June 19, 2018
We should not be quite so quick to demonise the open plan office
There is a witch hunt on in the workplace. “Open plan” has become a dirty word and the national press are leading the mob in vilifying this so-called scourge. The Guardian, The Independent, The Telegraph, The Daily Mail and Business Week have all reported that “we can’t get anything done in an open-plan office” as it affects our concentration, our performance and our health. These news items are all damning, but perhaps not as damming as the Wikipedia entry on open plan which states: “A systematic survey of research upon the effects of open plan offices found frequent negative effects in some traditional workplaces: high levels of noise, stress, conflict, high blood pressure and a high staff turnover… Most people prefer closed offices… there is a dearth of studies confirming positive impacts on productivity from open plan office designs”.
The latest attack on open plan appears to be the consequence of three recent(ish) reports:
A Danish study by Jan Pejtersen et al (2011) which found that the average reported sickness absence of 2,403 Danish workers was higher in open-plan working environments (8.1 days) compared to private single offices (4.9 days).
Gensler’s U.S. Workplace Survey (2013) of 2,035 randomly sampled knowledge workers found that “only one in four U.S. workers are in optimal workplace environments. The rest are struggling to work effectively, resulting in lost productivity, innovation, and worker engagement”.
Jungsoo Kim and Richard de Dear’s (2013) re-analysis of a U.S. survey of 42,764 respondents concluded “our results categorically contradict the industry-accepted wisdom that open-plan layout enhances communication between colleagues… This study showed that occupants’ satisfaction on the interaction issue was actually higher for occupants of private offices”.
A fresh look at the facts
So, assuming we are not all going to be given a luxurious corner office suite, we might as well pack up and go home now. Or we could take a deep breath and look at the facts presented in a little more detail than the sensation-seeking hacks at the national press.

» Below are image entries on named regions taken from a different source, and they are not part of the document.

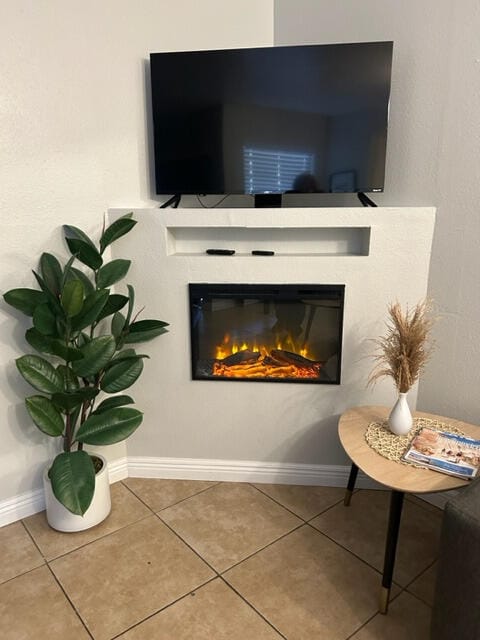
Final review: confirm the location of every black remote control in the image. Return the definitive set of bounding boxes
[207,249,235,256]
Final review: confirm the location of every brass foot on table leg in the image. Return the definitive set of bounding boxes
[380,587,390,613]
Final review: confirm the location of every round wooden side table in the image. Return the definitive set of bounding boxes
[338,406,480,613]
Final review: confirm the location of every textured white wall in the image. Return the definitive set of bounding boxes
[274,0,480,424]
[0,0,273,501]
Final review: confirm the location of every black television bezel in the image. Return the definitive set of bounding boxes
[149,40,394,198]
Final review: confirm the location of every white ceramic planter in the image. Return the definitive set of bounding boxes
[43,453,112,532]
[388,393,413,436]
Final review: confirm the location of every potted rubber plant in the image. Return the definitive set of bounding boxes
[3,214,168,531]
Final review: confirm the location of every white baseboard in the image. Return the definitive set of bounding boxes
[128,457,360,487]
[108,458,128,484]
[0,456,454,527]
[0,488,45,527]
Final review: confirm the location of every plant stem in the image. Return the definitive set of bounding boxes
[63,413,73,452]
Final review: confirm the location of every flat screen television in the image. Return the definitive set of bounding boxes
[150,42,393,195]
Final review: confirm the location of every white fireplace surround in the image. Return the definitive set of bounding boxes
[0,207,435,524]
[109,207,435,464]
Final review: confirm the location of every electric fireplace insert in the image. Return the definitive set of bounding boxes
[189,284,345,384]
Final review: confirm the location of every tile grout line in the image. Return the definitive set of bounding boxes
[219,522,307,577]
[155,512,220,578]
[248,483,343,524]
[27,513,155,564]
[110,575,220,640]
[46,562,95,640]
[219,576,288,640]
[120,478,222,515]
[305,522,386,588]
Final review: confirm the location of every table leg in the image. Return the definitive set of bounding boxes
[380,490,405,613]
[343,462,358,507]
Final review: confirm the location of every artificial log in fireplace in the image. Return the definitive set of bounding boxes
[189,284,345,384]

In detailed studies like the Danish report I always look for the confounding variables; like a statistical sleuth I seek what they may have missed. The Danish study is pretty thorough and they do control for variables such as obesity and smoking, however I did spot that significantly more of those in private offices are “higher white collar” workers compared to those in open plan. I presume this difference in socio-economic status is reflected in salary, reward, respect, trust, freedom etc. I can’t help but feel the background and role of the people in offices will have more impact than their location, especially as the absenteeism rates in the report are based on self-reporting and recall. The line in the Danish report that I least understood was “as sickness absence is a rare event, Poisson regression was used to model the number of self-reported sickness absence days”. So despite me being about to dis the report for using self-reported absenteeism which is highly subjective, it seems the absenteeism rate was a prediction, an estimation, and not actually reported.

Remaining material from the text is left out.